乳幼児のお子さんでは、年齢に応じた適切な強さのステロイド軟膏を選択し、定期的な医師の管理を行うことで、安全に治療することができます。

ステロイドのリバウンドってなんですか?

ステロイドの全身投与(内服や注射)治療で経験される現象です。全身投与すると、自分で作るステロイドの量が抑制されます。このため、急に内服をやめると、症状がかえって悪化しまい、この現象をリバウンドといいいます。

しかし、ステロイド軟こうを使用する場合は、適切に使用していればリバウンドが問題になることはありません。これはステロイド軟膏に、自分で作るステロイドの量を抑制するほどの力がないからです。患者さんの中には、アトピー性皮膚炎の治療でステロイド軟こうの使用を止めると、湿疹が再び悪化することを「リバウンド」と誤解していることが多いです。しかし、これは本来の意味とは異なります。そもそもステロイド軟こうをやめたときに湿疹が悪化するのは、十分に湿疹が治まっていないのに、ステロイド軟こうを止めることが原因であることがほとんどです。ステロイド軟こうは湿疹が完全になくなるまで、皮膚がツルツルピカピカになるまで、しっかり塗り続けることが非常に重要です。

適切な強さのステロイド軟膏とはなんですか?

ステロイド軟膏は強さに応じて5段階に分類されています。一般的にアトピー性皮膚炎の治療では、2歳以下のお子さんは下から2番目の軟膏(アルメタ・リドメックス・ロコイドなど)、それ以上では3番目の軟膏(リンデロン・メサデルムなど)で概ね治療することができます。手足などは軟膏の吸収が低いため、湿疹の改善が乏しい場合には1ランク上の軟膏を一時的に用いることがあります。

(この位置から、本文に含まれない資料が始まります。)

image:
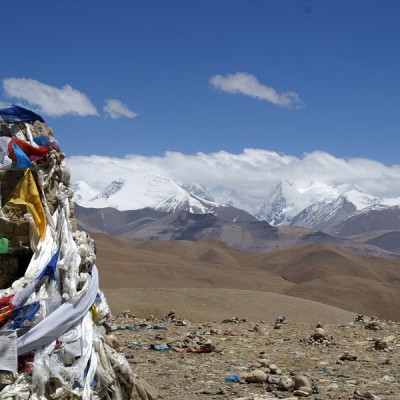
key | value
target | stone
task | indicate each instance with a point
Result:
(319, 333)
(286, 383)
(301, 380)
(256, 376)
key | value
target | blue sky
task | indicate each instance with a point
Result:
(291, 77)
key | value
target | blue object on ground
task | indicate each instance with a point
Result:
(232, 378)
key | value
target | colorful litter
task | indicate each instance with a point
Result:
(53, 316)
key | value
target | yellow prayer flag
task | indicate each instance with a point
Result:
(26, 192)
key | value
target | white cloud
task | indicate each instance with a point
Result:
(49, 100)
(116, 109)
(244, 178)
(4, 104)
(248, 84)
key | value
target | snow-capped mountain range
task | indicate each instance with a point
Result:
(314, 205)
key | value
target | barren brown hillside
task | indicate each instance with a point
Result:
(318, 272)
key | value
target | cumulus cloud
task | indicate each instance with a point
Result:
(246, 178)
(248, 84)
(116, 109)
(49, 100)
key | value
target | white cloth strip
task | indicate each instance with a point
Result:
(59, 321)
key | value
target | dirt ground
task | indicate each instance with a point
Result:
(193, 357)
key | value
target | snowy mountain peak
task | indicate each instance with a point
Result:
(111, 189)
(322, 215)
(274, 209)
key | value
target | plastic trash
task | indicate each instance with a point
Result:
(3, 246)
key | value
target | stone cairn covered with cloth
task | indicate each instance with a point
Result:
(53, 317)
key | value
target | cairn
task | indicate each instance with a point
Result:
(54, 341)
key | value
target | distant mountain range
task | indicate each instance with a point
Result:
(316, 205)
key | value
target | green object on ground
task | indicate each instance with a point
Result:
(3, 245)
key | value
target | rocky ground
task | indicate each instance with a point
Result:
(253, 360)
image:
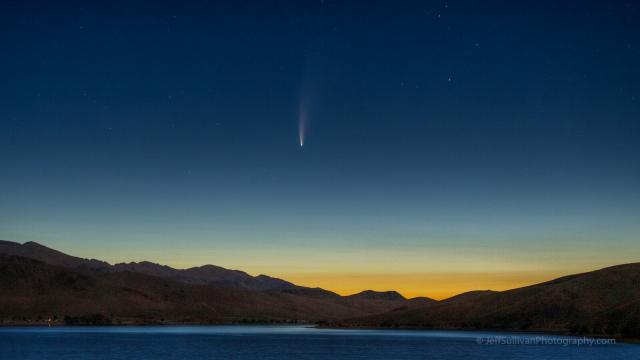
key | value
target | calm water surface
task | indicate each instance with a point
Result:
(280, 342)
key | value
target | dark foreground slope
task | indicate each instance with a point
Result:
(602, 302)
(32, 291)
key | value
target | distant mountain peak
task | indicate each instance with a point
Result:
(378, 295)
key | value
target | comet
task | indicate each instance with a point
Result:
(302, 121)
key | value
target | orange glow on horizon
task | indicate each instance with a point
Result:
(437, 286)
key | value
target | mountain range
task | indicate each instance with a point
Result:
(40, 285)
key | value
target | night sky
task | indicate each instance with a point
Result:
(448, 145)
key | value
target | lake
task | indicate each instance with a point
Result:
(296, 342)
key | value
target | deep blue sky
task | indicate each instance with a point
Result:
(443, 136)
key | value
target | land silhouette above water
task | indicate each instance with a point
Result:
(40, 285)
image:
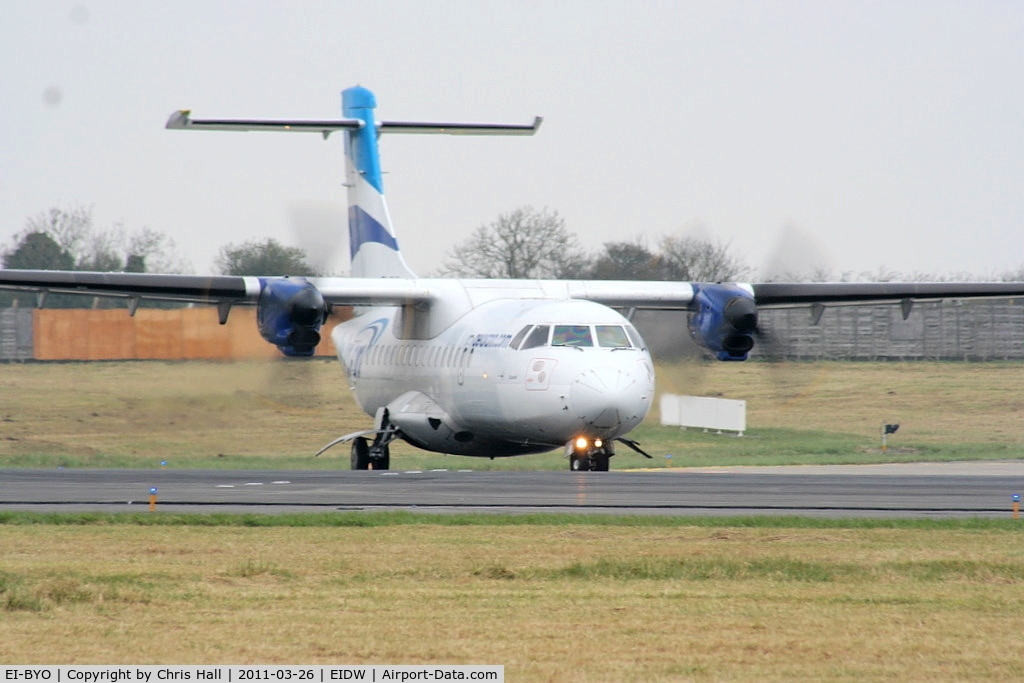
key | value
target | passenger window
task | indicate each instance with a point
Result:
(539, 337)
(571, 335)
(611, 336)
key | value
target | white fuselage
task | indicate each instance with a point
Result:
(492, 376)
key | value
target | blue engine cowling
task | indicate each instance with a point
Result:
(290, 312)
(723, 319)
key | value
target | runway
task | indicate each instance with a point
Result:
(980, 488)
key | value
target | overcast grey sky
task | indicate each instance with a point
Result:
(887, 134)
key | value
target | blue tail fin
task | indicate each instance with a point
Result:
(372, 240)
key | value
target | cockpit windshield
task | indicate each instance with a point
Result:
(611, 335)
(571, 335)
(580, 336)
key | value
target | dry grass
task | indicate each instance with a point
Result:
(574, 602)
(936, 401)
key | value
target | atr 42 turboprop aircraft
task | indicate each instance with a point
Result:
(485, 368)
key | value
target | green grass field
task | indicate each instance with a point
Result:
(278, 414)
(551, 598)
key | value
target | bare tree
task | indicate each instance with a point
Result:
(626, 260)
(689, 259)
(521, 244)
(73, 243)
(263, 258)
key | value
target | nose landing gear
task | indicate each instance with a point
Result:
(589, 455)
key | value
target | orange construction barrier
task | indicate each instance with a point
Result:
(70, 334)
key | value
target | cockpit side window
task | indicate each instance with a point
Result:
(611, 336)
(571, 335)
(519, 337)
(634, 336)
(539, 337)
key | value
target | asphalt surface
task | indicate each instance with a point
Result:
(953, 489)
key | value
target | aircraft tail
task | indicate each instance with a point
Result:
(372, 239)
(371, 236)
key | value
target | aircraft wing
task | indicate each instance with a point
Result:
(211, 289)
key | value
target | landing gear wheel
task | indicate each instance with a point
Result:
(380, 457)
(360, 454)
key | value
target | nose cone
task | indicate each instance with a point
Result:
(610, 399)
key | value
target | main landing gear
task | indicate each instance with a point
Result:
(589, 455)
(370, 457)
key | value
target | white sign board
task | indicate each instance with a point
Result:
(700, 412)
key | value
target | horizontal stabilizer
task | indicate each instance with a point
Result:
(461, 128)
(182, 121)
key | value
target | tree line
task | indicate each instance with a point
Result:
(524, 243)
(70, 240)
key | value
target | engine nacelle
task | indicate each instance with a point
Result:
(723, 319)
(290, 312)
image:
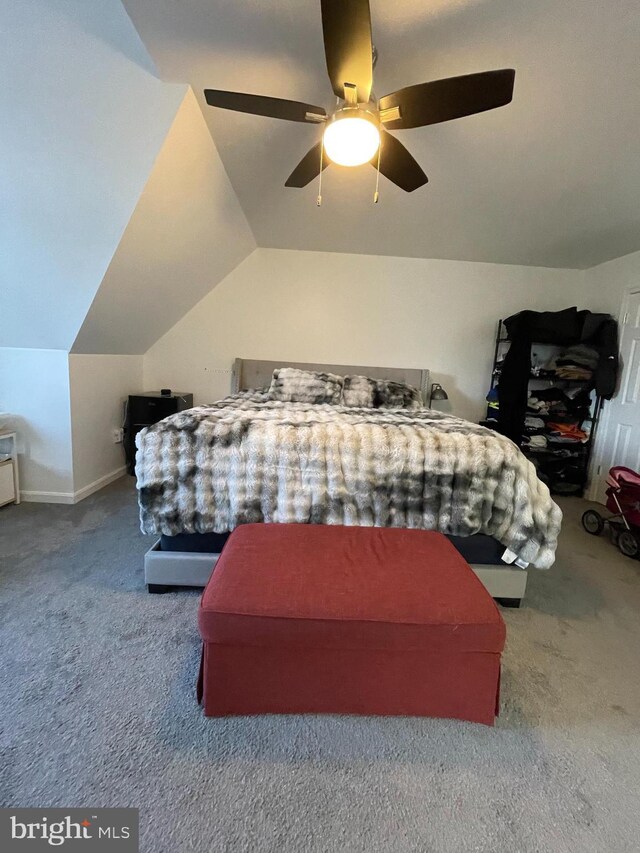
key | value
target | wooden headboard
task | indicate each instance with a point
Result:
(252, 373)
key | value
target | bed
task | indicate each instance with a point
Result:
(249, 458)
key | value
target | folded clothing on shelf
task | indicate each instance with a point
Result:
(535, 442)
(567, 432)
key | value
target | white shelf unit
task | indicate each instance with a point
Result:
(9, 476)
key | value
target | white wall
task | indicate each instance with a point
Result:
(609, 282)
(83, 118)
(99, 384)
(187, 233)
(34, 391)
(358, 309)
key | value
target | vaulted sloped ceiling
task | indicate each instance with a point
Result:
(186, 234)
(552, 180)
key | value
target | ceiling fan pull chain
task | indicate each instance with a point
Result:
(319, 199)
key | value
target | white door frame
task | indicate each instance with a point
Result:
(597, 460)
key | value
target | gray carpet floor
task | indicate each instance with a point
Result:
(97, 708)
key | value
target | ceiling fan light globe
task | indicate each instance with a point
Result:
(351, 141)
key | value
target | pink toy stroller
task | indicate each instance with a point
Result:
(623, 500)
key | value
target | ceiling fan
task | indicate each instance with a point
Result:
(357, 131)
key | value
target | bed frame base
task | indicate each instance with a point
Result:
(164, 570)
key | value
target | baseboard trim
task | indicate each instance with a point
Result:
(98, 484)
(77, 496)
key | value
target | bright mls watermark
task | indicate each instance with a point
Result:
(114, 830)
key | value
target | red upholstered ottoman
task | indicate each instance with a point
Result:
(304, 618)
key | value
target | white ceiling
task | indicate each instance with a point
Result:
(552, 179)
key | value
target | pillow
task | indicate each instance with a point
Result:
(395, 395)
(379, 393)
(358, 391)
(290, 385)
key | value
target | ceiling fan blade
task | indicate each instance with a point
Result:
(398, 165)
(443, 100)
(346, 27)
(308, 168)
(260, 105)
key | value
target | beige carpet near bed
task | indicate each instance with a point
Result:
(98, 709)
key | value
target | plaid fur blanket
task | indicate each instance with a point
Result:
(251, 459)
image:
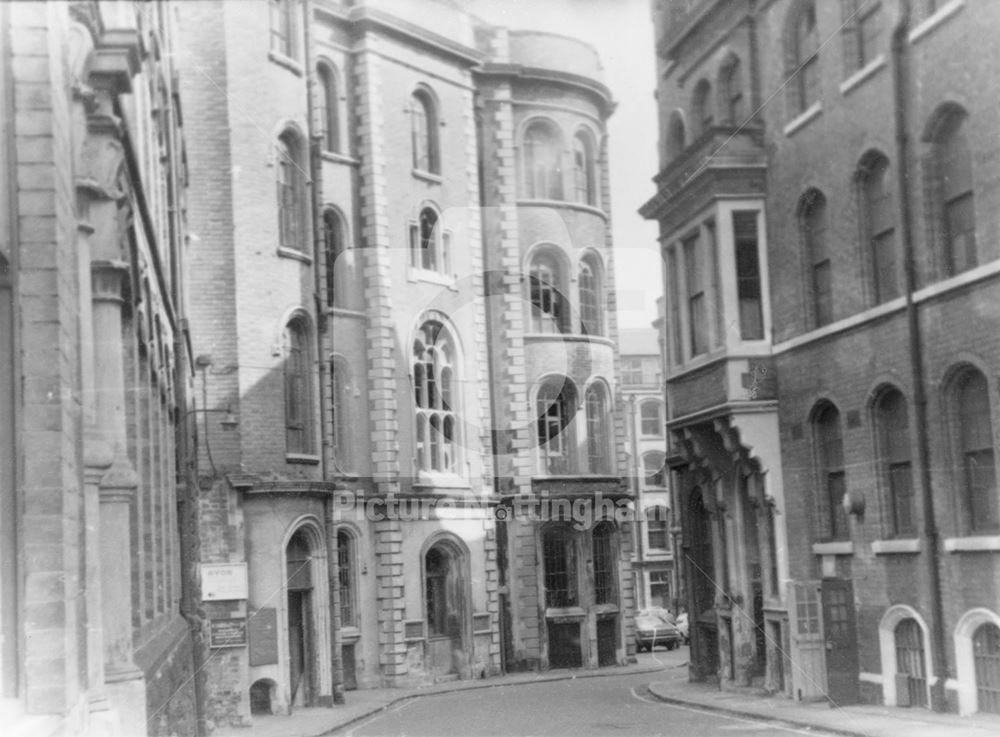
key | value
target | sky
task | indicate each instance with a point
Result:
(622, 33)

ステロイド軟膏の副作用を出さないために、どうすればよいですか?

しっかりと軟膏と塗布し、皮膚を完全につるつるぴかぴかの状態にしてから、徐々に使用する頻度を減らします。

ステロイドの副作用は長期間連用することにより起こります。このため、まずはしっかりと湿疹を治療してから、連日塗布していた軟膏を2-31回に頻度を徐々に減らします。ステロイド軟膏の塗布頻度を減らしたら、その分保湿剤を塗布して、湿疹を予防することが重要です。

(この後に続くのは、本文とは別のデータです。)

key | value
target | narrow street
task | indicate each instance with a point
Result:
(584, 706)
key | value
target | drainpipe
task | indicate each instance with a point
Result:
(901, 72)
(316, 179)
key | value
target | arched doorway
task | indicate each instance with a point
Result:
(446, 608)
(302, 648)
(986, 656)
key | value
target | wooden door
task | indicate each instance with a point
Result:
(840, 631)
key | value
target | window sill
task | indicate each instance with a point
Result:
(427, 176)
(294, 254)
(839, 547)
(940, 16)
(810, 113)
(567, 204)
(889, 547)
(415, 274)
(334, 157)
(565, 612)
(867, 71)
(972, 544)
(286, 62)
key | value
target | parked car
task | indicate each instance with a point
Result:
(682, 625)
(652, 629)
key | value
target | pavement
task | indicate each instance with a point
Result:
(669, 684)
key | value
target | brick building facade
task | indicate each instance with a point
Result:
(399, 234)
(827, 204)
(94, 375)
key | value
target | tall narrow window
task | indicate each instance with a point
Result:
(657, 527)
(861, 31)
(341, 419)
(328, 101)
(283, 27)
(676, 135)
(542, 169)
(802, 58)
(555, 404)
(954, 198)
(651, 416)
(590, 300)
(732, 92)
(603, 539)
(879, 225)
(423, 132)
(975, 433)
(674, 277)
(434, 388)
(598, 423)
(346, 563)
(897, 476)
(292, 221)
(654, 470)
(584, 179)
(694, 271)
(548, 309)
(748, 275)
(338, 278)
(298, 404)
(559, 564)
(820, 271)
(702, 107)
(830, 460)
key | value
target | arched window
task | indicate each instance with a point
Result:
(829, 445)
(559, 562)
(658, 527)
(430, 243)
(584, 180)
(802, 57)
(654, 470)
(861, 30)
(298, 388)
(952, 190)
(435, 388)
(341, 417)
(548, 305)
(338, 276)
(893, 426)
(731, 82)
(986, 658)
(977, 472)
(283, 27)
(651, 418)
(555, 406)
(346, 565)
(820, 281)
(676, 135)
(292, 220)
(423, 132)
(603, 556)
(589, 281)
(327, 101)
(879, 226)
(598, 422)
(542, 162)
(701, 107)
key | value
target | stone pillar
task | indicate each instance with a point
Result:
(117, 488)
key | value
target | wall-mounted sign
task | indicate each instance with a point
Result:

しっかり改善せずに塗布頻度を減らすとすぐに湿疹が再燃してしまい、ステロイド軟膏を連用せざるを得なくなります。副作用予防の観点からも最初が肝心です。

ステロイド軟膏と保湿剤、どちらを先にぬったらよいでしょうか?

どちらでも問題ありませんが、当院では、湿疹部位を確認後、先にステロイド軟膏を塗布して、その後に保湿剤を塗るようにお伝えしています。